The mangled name of an unnamed type can include '.' characters, e.g.,
for an array of a named type.  This can then appear in the name used for
a hash or equality function for the type.  The code which creates the
externally visible identifier looks for '.'  characters.  In some cases
this could cause confusion about the name, and cause name collisions.

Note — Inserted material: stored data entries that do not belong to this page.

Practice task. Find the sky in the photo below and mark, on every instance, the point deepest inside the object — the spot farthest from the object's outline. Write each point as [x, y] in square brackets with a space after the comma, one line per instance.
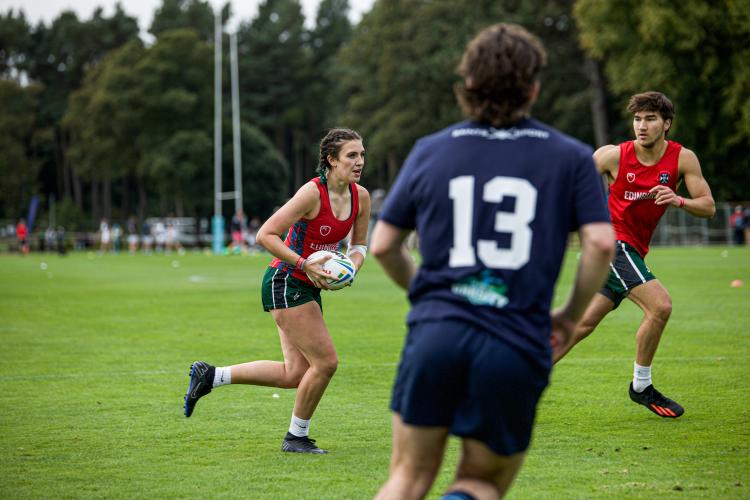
[243, 10]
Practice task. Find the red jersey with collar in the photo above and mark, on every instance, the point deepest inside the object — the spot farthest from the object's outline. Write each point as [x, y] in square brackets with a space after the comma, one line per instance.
[631, 206]
[324, 232]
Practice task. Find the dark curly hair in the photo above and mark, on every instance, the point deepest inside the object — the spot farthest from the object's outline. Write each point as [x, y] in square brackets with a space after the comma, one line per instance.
[331, 145]
[499, 68]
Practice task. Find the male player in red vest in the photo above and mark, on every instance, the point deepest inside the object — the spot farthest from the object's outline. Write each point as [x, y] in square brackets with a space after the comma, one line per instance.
[643, 175]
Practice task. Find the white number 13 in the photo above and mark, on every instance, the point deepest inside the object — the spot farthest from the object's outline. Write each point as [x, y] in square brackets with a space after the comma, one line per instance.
[461, 191]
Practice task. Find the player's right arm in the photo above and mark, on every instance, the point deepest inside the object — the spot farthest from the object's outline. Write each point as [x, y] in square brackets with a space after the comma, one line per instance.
[607, 160]
[597, 251]
[304, 204]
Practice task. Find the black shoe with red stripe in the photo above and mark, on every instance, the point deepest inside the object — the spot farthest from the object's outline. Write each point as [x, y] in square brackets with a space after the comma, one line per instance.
[656, 402]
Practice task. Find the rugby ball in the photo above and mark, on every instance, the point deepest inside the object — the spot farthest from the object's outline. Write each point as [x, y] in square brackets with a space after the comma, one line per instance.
[339, 265]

This patch to the Go frontend fixes the problem by changing the '.'
characters in a mangled name used for a type functions.  Bootstrapped
and ran Go testsuite on x86_64-unknown-linux-gnu.  Committed to
mainline.

Ian

diff -r 9481959e66ce go/types.cc
--- a/go/types.cc	Tue Jan 10 20:44:18 2012 -0800
+++ b/go/types.cc	Wed Jan 11 08:23:15 2012 -0800
@@ -1504,7 +1504,17 @@
 
   std::string base_name;
   if (name == NULL)
-    base_name = gogo->pack_hidden_name(this->mangled_name(gogo), false);
+    {
+      // Mangled names can have '.' if they happen to refer to named
+      // types in some way.  That's fine if this is simply a named
+      // type, but otherwise it will confuse the code that builds
+      // function identifiers.  Remove '.' when necessary.
+      base_name = this->mangled_name(gogo);
+      size_t i;
+      while ((i = base_name.find('.')) != std::string::npos)
+	base_name[i] = '$';
+      base_name = gogo->pack_hidden_name(base_name, false);
+    }
   else
     {
       // This name is already hidden or not as appropriate.